Subject Area Bioinformatics and Theoretical Biology
Term since 2024
Project identifier Deutsche Forschungsgemeinschaft (DFG) - Project number 552910312
The structural annotation of protein-coding genes is a challenging problem in eukaryotic genomes. The Earth BioGenome Project intends to sequence up to 1.7 million eukaryotic genomes within this decade. To date, the majority of the already existing eukaryotic genomes lack an annotation of protein-coding genes, and this problem will amplify by orders of magnitude if methods are not improved. This research project aims to improve the fully automated structural annotation of protein-coding genes in eukaryotes by connecting a promising deep learning approach with the established software framework surrounding the state-of-the-art gene finder AUGUSTUS. This connection is expected to establish a new state-of-the-art in terms of accuracy and flexibility. We will tackle several open problems in the area of automatic compilation of balanced training sets for clades, in the integration of extrinsic evidence into the deep learning architecture, and in the prediction of alternative splicing isoforms with a deep learning-based gene finder. Building on the existing code base of AUGUSTUS will be an advantage for connecting to evidence-generating tools, such as spliced alignment tools.

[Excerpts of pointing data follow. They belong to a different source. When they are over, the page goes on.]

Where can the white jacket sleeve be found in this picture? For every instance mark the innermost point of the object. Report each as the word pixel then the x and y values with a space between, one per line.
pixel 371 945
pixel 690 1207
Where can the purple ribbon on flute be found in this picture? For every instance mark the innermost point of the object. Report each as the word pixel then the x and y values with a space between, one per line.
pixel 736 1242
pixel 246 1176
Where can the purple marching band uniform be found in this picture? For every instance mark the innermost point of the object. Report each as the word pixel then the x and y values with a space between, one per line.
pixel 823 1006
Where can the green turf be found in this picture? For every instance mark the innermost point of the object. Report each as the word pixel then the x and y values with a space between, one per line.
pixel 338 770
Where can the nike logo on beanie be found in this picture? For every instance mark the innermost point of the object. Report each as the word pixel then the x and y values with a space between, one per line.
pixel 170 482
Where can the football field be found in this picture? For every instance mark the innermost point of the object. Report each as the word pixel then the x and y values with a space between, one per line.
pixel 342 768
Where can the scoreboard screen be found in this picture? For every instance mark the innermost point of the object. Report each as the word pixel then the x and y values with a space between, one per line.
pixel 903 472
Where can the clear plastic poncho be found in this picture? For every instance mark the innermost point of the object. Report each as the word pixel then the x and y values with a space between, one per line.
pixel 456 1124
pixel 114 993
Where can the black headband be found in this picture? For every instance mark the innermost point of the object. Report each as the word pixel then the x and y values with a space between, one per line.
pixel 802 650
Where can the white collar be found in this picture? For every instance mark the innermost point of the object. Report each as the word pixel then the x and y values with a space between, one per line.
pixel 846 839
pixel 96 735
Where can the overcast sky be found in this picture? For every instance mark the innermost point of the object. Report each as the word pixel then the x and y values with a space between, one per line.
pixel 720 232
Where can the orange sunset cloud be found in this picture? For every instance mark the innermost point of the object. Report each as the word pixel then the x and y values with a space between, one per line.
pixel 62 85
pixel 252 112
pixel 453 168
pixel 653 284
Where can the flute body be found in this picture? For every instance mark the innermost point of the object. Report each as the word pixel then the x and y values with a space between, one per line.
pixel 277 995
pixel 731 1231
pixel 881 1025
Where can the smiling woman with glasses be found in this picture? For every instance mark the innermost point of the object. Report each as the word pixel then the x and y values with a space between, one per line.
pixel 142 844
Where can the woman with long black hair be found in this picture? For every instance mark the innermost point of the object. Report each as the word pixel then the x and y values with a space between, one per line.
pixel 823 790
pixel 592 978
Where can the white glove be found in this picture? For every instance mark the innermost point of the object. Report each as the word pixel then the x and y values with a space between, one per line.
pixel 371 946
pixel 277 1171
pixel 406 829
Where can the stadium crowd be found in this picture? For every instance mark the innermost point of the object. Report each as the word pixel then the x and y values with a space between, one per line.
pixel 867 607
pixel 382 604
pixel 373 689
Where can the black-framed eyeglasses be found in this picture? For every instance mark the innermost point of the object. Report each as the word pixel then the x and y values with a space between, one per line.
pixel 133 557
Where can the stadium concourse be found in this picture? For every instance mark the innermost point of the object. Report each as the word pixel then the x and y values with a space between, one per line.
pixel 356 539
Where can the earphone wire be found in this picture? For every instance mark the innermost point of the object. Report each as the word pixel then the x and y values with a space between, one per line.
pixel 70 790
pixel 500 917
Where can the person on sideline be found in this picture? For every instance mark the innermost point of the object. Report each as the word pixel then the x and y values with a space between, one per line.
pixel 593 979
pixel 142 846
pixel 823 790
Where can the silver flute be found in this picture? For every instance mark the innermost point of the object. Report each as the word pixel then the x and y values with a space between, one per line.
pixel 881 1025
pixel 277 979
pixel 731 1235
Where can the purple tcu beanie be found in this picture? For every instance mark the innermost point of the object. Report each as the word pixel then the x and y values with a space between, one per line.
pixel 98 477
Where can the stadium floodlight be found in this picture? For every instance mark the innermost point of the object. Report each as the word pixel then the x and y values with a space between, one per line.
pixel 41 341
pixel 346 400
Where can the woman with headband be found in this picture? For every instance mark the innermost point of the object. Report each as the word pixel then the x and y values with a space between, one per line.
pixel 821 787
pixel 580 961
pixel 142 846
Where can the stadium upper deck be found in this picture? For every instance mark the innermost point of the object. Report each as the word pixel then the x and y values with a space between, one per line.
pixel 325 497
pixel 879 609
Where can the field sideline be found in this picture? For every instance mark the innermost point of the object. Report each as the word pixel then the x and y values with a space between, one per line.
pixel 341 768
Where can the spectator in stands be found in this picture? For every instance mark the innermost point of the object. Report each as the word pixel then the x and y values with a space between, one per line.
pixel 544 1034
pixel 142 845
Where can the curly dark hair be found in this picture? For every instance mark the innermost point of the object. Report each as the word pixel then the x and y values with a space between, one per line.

The resulting software, AI-GUSTUS, will be available as a user-friendly pipeline, thus directly supporting the global scientific community in their research. With this research project, I address several challenges that have previously been identified by the EBP Committee on Annotation Standards. With the development of this project, large-scale genome annotation within and beyond the EBP will become more efficient and accurate. Indirectly, this project will contribute to the conservation of biodiversity, to monitoring and preventing the spread of pathogens, and to enhancing ecosystem services.